When an application needs to combine two query-scoped result sets, the intended low-risk helper is:

  • psql_bm25s_fusion(left_hits, left_weight, right_hits, right_weight, k)

This helper performs weighted score fusion after exact retrieval. It operates only on already-materialized top-k hit rows, so it does not alter the underlying index access path.

For a small number of field- or index-specific prepared queries, the more structured helper is:

  • psql_bm25s_fusion_weighted_query(...)
  • psql_bm25s_fusion_field_query(...)
  • psql_bm25s_fusion_query_weighted(weighted_queries[], ...)
  • psql_bm25s_fusion_query_fields(field_queries[], ...)
  • psql_bm25s_fusion_weighted_queries(index_names[], query_text, weights, ...)
  • psql_bm25s_fusion_field_queries(field_names[], index_names[], query_text, weights, ...)
  • psql_bm25s_fusion_query(index_names[], query_text, weights, ...)
  • psql_bm25s_fusion_query(field_names[], index_names[], query_text, weights, ...)

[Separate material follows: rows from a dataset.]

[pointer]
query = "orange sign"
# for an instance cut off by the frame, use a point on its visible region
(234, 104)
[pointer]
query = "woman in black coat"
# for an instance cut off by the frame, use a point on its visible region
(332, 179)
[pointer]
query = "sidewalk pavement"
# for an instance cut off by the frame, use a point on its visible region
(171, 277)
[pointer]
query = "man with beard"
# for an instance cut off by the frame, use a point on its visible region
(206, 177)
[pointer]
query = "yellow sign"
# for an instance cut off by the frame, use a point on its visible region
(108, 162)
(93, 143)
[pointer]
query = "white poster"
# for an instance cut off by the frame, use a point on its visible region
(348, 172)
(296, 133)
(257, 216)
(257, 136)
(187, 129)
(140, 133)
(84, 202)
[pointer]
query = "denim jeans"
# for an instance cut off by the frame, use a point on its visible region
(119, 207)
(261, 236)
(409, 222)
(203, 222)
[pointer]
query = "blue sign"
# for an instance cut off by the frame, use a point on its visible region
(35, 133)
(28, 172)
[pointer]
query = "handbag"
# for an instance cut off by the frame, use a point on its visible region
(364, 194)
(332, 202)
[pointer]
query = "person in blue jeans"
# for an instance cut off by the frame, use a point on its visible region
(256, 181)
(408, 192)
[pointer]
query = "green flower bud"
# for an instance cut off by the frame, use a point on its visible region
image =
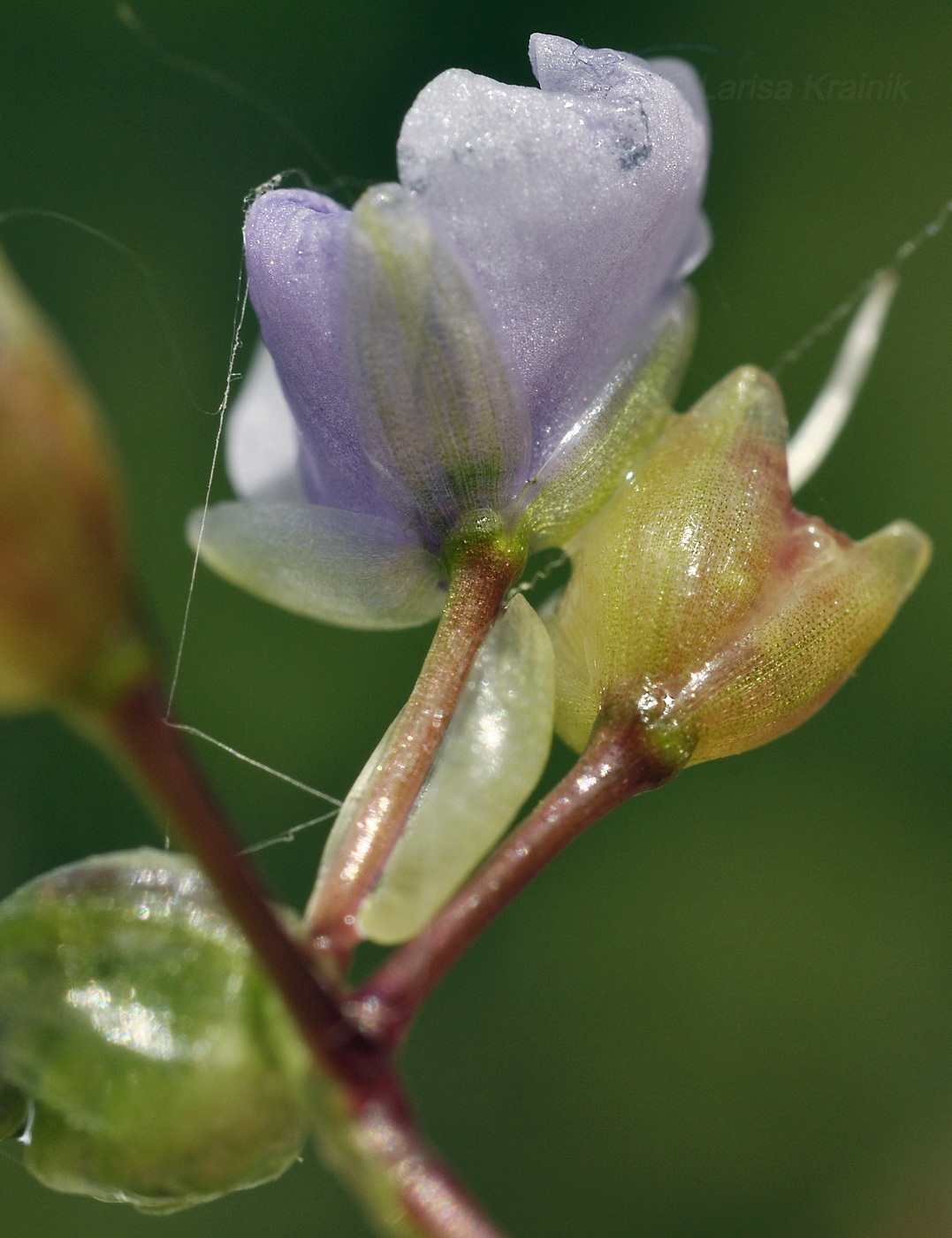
(704, 604)
(65, 631)
(161, 1067)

This keeps field weighting explicit at the SQL surface:

  • each field/index gets its own prepared query
  • each query gets its own weight
  • exact retrieval still happens per query
  • fusion happens only after those top-k result sets have been produced

The psql_bm25s_fusion_field_query(...) family tightens that contract one step further:

  • each field keeps an explicit field name
  • the field name is metadata only, not a hidden scoring signal
  • field-aware composition stays structured instead of relying on positional parallel arrays alone

For concrete SQL examples of weighted multi-field search, see Multi-Field Search.

Hybrid Vector/BM25 Fusion

Hybrid search extends the same late-fusion model to non-BM25 sources. The core extension still does not depend on vector extensions. Instead, vector queries supply ordinary candidates with:

  • ctid
  • raw distance or similarity
  • source rank
  • source weight
  • normalization metadata

psql_bm25s_hybrid_fuse_candidates(...) then combines those candidates with BM25 candidates inside PostgreSQL.

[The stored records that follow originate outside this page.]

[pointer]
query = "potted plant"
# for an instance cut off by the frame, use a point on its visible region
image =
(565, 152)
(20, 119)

The default fusion method is rrf, because it uses only source-local ranks and weights. This avoids comparing raw BM25 scores with vector distances. Advanced score fusion is available through explicit normalizers such as minmax, zscore, negative_distance, and inverse_distance.

For the full API, VectorChord-style examples, and engine-level behavior, see Hybrid Vector/BM25 Search and Hybrid Fusion Engine.

Query-Time Normalization

Optional normalization controls are explicit, not silent global defaults:

  • lowercase
  • stopwords
  • stem_english
  • fold_diacritics

That is intentional:

  • index-bound helpers inherit the named index's text reloptions when these options are omitted
  • callers opt into normalization policy explicitly
  • benchmark semantics do not silently drift

For index-level scalar text defaults and reloptions, see Index Parameters.